Bull Director for HPSS removes the recall queue bottleneck.
Weather forecast and climate prediction improvement are a priority for METEO FRANCE. Their aim is to accelerate the prediction and location of severe phenomena and anticipate climate change and its impacts. The recent improvements are the result of more observations and more accurate models and required a new generation of world-class super computers and a new architecture capable to manage and compute massive data sets.

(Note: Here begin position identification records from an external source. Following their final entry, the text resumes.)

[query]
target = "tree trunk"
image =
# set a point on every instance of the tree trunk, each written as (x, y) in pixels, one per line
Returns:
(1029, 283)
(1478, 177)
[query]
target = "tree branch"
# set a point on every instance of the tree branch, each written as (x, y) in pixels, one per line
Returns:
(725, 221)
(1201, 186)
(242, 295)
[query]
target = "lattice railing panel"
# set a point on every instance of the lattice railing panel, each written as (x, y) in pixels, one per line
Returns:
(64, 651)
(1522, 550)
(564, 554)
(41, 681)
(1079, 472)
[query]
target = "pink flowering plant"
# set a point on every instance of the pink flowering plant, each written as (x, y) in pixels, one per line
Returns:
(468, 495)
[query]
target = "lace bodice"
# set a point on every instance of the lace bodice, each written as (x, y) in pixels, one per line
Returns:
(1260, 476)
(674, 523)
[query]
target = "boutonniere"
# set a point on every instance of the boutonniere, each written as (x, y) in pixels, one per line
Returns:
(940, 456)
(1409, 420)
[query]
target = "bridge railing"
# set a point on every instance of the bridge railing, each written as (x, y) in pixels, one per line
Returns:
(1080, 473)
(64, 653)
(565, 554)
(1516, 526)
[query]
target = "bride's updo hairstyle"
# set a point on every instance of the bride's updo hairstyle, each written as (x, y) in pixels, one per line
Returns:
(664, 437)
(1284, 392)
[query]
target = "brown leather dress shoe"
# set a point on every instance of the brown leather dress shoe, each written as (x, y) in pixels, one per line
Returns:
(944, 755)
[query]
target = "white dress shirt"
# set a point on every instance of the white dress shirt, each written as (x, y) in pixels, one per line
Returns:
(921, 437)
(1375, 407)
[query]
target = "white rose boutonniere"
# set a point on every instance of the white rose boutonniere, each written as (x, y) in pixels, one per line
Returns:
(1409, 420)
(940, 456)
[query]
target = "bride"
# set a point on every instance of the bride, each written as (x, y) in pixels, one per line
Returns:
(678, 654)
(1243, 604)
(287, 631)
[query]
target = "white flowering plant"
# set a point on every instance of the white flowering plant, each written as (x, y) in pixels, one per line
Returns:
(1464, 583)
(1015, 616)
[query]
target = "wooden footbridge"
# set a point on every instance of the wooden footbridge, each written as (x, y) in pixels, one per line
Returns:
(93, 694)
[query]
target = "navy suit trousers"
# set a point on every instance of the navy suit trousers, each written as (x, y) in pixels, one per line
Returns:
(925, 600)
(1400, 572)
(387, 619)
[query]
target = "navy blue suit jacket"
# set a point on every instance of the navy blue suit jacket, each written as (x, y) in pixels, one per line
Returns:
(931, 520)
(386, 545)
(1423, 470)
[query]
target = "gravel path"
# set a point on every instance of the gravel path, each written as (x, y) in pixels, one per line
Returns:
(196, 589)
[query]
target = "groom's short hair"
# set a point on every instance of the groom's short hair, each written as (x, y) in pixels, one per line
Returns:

The University of Warwick has developed, in partnership with Atos, a project, dedicated to urban Science to evaluate all the opportunities to enhance quality and performance of urban services. The University of Warwick has a global partnership with the Center for Urban Science and Progress in New York and works with other prestigious universities including the New York University, the City University of New York, the Carnegie Mellon University, the University of Toronto and the IIT Mumbai. The University of Warwick is partnering with Atos to deliver a unique Big Data capability to support large-scale data processing and analytics and provide new urban services from data-driven real-Estate valuation, parking analysis for urban planning, analysis of citizen motion, disease spread control to traffic management, cooperative navigation, road quality evaluation, predictive analysis for vehicle maintenance, cybersecurity. Other services are being evaluated. Atos has delivered the hardware platform, based on it HPC bullx servers and works with the University of Warwick to deliver high-volume data analytics and streaming analysis for high-velocity data and are currently evaluating the use of accelerators and in-memory analytics services.